2) Focal uptake along the upper portion of the femoral neck more towards the greater trochanter- this pattern is seen with a tension type stress fracture [6]. This type of stress fracture is associated with an increased risk for a displaced femoral neck fracture and it may require operative stabilization [6]. This type of stress fracture is more common in the elderly [6].

3) Focal uptake along the inferior aspect of the femoral neck towards the lesser trochanter- this pattern of uptake is associated with a compression type stress fracture which is more stable and can be treated conservatively. This type of stress fracture is more common in young adults [6]. SPECT imaging is much more sensitive than planar imaging for the detection of femoral neck stress fractures and can demonstrate fractures in patients with normal planar imaging [10].

Stress fractures of the femur can occur in athletes and military recruits ands most commonly involve the medial cortex of the proximal femur [11]. This area of the proximal femur is susceptible to stress fracture because of the origin of the vastus medialis and insertion of the adductor brevis [11]. Insufficiency fractures of the proximal femur in the elderly usually involve the lateral cortex [11].

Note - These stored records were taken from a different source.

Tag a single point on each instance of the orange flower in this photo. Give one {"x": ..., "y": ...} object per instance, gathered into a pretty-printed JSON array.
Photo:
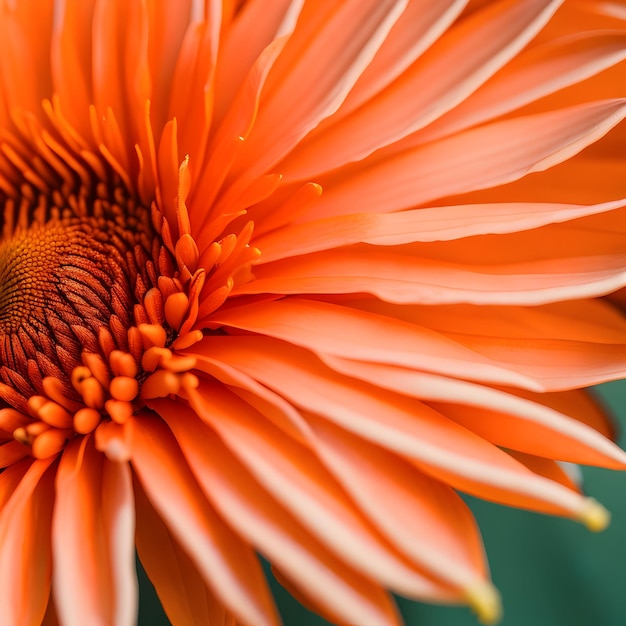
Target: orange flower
[{"x": 283, "y": 277}]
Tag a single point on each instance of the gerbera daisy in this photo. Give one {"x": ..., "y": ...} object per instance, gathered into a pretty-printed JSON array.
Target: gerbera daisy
[{"x": 282, "y": 278}]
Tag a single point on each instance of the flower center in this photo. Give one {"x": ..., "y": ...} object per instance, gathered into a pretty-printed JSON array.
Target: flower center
[
  {"x": 90, "y": 301},
  {"x": 67, "y": 277}
]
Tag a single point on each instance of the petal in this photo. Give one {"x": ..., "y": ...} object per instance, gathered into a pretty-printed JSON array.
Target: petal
[
  {"x": 93, "y": 538},
  {"x": 225, "y": 562},
  {"x": 452, "y": 68},
  {"x": 445, "y": 223},
  {"x": 503, "y": 418},
  {"x": 185, "y": 597},
  {"x": 436, "y": 444},
  {"x": 26, "y": 561},
  {"x": 534, "y": 73},
  {"x": 346, "y": 332},
  {"x": 483, "y": 157},
  {"x": 325, "y": 67},
  {"x": 260, "y": 519},
  {"x": 404, "y": 279},
  {"x": 421, "y": 24},
  {"x": 301, "y": 484},
  {"x": 257, "y": 25}
]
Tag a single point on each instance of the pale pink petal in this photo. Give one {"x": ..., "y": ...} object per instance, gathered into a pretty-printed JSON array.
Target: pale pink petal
[
  {"x": 408, "y": 280},
  {"x": 413, "y": 511},
  {"x": 342, "y": 331},
  {"x": 118, "y": 518},
  {"x": 249, "y": 509},
  {"x": 490, "y": 155},
  {"x": 26, "y": 562},
  {"x": 436, "y": 444},
  {"x": 451, "y": 69},
  {"x": 184, "y": 595},
  {"x": 421, "y": 24},
  {"x": 443, "y": 223},
  {"x": 225, "y": 562},
  {"x": 325, "y": 68},
  {"x": 93, "y": 539},
  {"x": 301, "y": 484},
  {"x": 529, "y": 76},
  {"x": 500, "y": 417}
]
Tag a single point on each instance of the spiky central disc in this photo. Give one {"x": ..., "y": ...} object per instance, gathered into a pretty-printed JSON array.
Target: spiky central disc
[{"x": 74, "y": 272}]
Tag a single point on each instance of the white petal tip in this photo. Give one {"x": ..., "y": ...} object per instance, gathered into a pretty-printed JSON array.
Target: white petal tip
[
  {"x": 594, "y": 516},
  {"x": 484, "y": 599}
]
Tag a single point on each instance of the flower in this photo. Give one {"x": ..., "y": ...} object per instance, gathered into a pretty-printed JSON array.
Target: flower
[{"x": 282, "y": 278}]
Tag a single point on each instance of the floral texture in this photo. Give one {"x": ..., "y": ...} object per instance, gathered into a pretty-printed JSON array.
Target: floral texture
[{"x": 282, "y": 278}]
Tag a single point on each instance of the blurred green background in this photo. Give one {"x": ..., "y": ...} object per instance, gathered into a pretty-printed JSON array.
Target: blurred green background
[{"x": 550, "y": 572}]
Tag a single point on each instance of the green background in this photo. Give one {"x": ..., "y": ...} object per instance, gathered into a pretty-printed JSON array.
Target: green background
[{"x": 550, "y": 571}]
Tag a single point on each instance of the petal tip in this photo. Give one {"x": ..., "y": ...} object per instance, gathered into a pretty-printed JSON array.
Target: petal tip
[
  {"x": 594, "y": 516},
  {"x": 484, "y": 599}
]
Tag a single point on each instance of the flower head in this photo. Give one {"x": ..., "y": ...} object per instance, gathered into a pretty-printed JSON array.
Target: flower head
[{"x": 282, "y": 279}]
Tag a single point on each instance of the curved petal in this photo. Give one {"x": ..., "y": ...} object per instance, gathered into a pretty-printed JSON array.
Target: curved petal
[
  {"x": 445, "y": 223},
  {"x": 185, "y": 597},
  {"x": 93, "y": 538},
  {"x": 225, "y": 562},
  {"x": 403, "y": 279},
  {"x": 301, "y": 484},
  {"x": 26, "y": 562},
  {"x": 436, "y": 444},
  {"x": 519, "y": 423},
  {"x": 452, "y": 68},
  {"x": 325, "y": 67},
  {"x": 260, "y": 519},
  {"x": 475, "y": 159},
  {"x": 344, "y": 331}
]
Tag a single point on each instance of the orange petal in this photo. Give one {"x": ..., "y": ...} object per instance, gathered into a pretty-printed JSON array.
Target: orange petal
[
  {"x": 184, "y": 595},
  {"x": 490, "y": 155},
  {"x": 346, "y": 332},
  {"x": 260, "y": 519},
  {"x": 436, "y": 444},
  {"x": 301, "y": 484},
  {"x": 25, "y": 538}
]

In the sacrum, stress fractures are associated with osteoporosis or prior radiation therapy to the pelvis (an insufficiency fracture) [10]. The osteoporotic sacrum develops a characteristic fracture with fracture lines running vertically through the left and right sides of the bone just medial to the SI joints, in conjunction with a transverse fracture just below the level of the SI joints. The fractures appear as a hot, geographic lesions confined to the sacrum and often have a characteristic "butterfly" or "Honda sign" appearance. Plain film are typically normal, but may show a sclerotic lesion in sacral ala.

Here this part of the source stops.